Im Auftrag ihrer geheimnisvollen Geheimorganisation streifte Trym von Taverne zu Taverne, um sich in Alkohol zu ertränken und den Gerüchten nachzugehen, dass Aelindra, die Dunkle Meisterin des Todes, ihre düsteren Fäden in der Stadt ziehen würde. Doch schon bald musste sie feststellen, dass diese Gerüchte nicht mehr als bloße Schatten waren, die von Mund zu Mund weitergetragen wurden.
Dennoch konnte sie inmitten ihrer Zechtour einen bemerkenswerten NSC treffen, der ihr Schicksal auf unerwartete Weise beeinflussen sollte. Es war ein Zwerg namens Haldar Steineisen, ein ehemaliger Bergarbeiter, der nun als Straßensänger sein Brot verdiente.
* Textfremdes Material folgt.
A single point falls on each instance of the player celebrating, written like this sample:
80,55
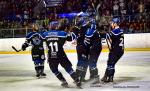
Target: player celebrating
116,40
36,40
55,40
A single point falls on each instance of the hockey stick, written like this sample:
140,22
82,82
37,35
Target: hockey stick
108,42
16,49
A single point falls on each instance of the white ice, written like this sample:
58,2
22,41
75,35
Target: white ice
17,74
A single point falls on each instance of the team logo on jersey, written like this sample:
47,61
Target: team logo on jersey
36,40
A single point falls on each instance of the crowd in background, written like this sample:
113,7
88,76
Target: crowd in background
21,13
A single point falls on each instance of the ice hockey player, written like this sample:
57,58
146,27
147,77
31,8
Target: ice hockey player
116,40
79,32
93,42
35,39
55,40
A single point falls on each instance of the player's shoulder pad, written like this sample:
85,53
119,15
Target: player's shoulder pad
90,32
117,31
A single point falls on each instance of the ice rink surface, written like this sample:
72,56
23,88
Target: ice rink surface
17,74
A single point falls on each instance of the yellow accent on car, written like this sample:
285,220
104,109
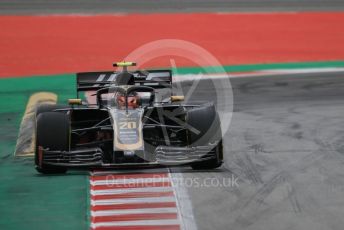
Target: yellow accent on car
177,98
74,101
124,64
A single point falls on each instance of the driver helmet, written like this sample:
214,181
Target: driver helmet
133,101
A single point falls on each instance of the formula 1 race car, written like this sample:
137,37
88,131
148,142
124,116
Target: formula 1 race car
135,120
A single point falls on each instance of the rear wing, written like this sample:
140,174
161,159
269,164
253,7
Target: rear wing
90,81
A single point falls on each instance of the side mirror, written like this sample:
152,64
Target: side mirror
75,101
177,98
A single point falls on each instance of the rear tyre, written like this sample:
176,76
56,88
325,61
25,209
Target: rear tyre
52,131
206,120
213,163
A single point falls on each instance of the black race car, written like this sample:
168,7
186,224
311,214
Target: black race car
134,121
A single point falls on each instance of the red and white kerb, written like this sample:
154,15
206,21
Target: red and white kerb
139,201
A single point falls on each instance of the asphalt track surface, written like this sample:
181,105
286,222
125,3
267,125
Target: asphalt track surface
285,144
153,6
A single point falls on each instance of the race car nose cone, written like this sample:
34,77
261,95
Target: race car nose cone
128,153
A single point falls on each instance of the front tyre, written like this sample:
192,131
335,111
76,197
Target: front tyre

Seine tiefen, resonanten Töne ließen die Gläser klirren und die Herzen der Zuhörer erbeben. Trym konnte nicht anders, als von seiner Musik in den Bann gezogen zu werden.
Doch das Schicksal spielte seine Karten aus, und Trym wurde in einer der Tavernen, der „Verzauberten Eiche“, unliebsam hinausgeworfen. Das hatte natürlich seinen Preis, und Trym musste mit Bedauern feststellen, dass ihre Zechtour sie um stolze 10 Goldmünzen ärmer gemacht hatte. Doch inmitten des Ärgers und der leeren Geldbörse konnte sie zumindest eine neue Freundschaft mit Haldara Steineisen knüpfen, ein gnomischen Gaunerin und Trickserin, welche Mitglied des geheimen Ordens der Hüter des Lichts ist.
Und so zog Trym, leicht benebelt und mit einem Lächeln im Gesicht, weiter durch die dunklen Gassen von Zazesspur, bereit, neue Abenteuer zu erleben und vielleicht sogar die Wahrheit hinter den Gerüchten über Aelindra, die Dunkle Meisterin des Todes, zu enthüllen.